The Power of Art and Beauty
Eugenio thinks people should be kind, intelligent and generous, places beautiful and protected, not spoilt, and social relationships supportive and harmonious. This is not the result of obtuse Rousseauan romanticism, but rather of a sort of artistic faith in the possibility of constructing a utopia with lucid emotion, as he constructs it on the canvas. Aristocratic and elegant, Eugenio is not easily offended.
From various writings by Eugenio Carmi:
What makes us human is instead the desire to create beauty and convey spirituality. The arts, generated by the human mind, have this invaluable yet mysterious task.
Abstraction is in us, in our daily lives. The scent of a rose is beautiful, but we cannot describe it because it is an abstract perception. I tell my students: ‘Imagine you have never seen a rose and have to explain what it is.’ This is impossible: you cannot describe the scent of flower.

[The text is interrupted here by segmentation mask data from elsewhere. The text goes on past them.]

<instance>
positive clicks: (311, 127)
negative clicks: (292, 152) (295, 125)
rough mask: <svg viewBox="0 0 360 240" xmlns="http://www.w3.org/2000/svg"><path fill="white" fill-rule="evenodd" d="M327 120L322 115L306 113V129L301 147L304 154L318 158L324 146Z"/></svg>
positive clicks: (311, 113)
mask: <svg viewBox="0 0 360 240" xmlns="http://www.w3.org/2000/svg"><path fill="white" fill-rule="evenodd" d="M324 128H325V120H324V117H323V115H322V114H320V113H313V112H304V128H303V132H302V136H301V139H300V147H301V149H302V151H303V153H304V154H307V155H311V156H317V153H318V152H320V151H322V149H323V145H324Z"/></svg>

Inventing does not mean taking a brush or pencil and doing something on canvas or paper. Inventing involves living. Thus art is life.
I believe it is important to work within a civilization, allowing one’s emotional and cultural world to explode, so to speak.
Confronted by the unexpected question ‘What is creativity?’, I replied: ‘Painting the bison instead of killing it.’ In effect, the prehistoric person who seventeen thousand years ago painted the bison of Lascaux was a contemporary artist and his creativity, his emotions and his innate need for beauty were identical to those of a person living today.
Art is the activity, still unknown, produced by the perfect computer located in our brain and that, unbeknown to us, transforms the unconscious into reality. Perhaps it is the desire for the myth of beauty, perhaps it is the desire for a dialogue with God, or perhaps it is the desire to discover the mystery of the universe.
My most recent works attest, above all, to what fascinates me in the Greeks; I have sought — and I continue to seek — to make visible the beauty hidden in the laws of nature that they investigated two thousand five hundred years ago.
Art in all its aspects attests most convincingly to the fact that the result of the work is constantly provided at the highest level attainable by its creator, without being conditioned by the level of the consumers. This is the sine qua non for the level of perception of those looking and listening to increase progressively until it is attuned to the work of art in front of them.
As an image-maker, I am in search of happiness because ‘freedom also springs from these acts of imagination that runs wild, rejoicing in its own happiness’. But it is also a quest for behavioural systems that are stimulated by unconventional fields of vision and transform a passive world-view into a new Weltanschauung governed by the imagination.
I remember a visit I made to a primary school in Taranto. I went into a classroom and, after a brief introduction, the teacher pointed to a child with her head down, saying: ‘There’s nothing I can do with her; she can’t even hold a pencil.’ I approached her. She was very shy, with two big dark eyes; she did not dare to speak — she was completely repressed by family and school. I talked with her for five minutes, trying to evoke images of everyday life. It was wonderful, both for her and for me. She looked at me and I asked her to do a drawing for me. She did this and it was also a beautiful drawing. For the first time, through a natural relationship with another person, she had freed her creativity.
Activating the mechanism of creativity does not necessarily mean making works of art, as many people still believe. It means, first and foremost, looking, judging and choosing according to the criterion that allows us to see our age for what it is and not for what we are made to believe it is, living in the present with its codes of conduct, accepting the past without regrets and facing the future with the power of the imagination.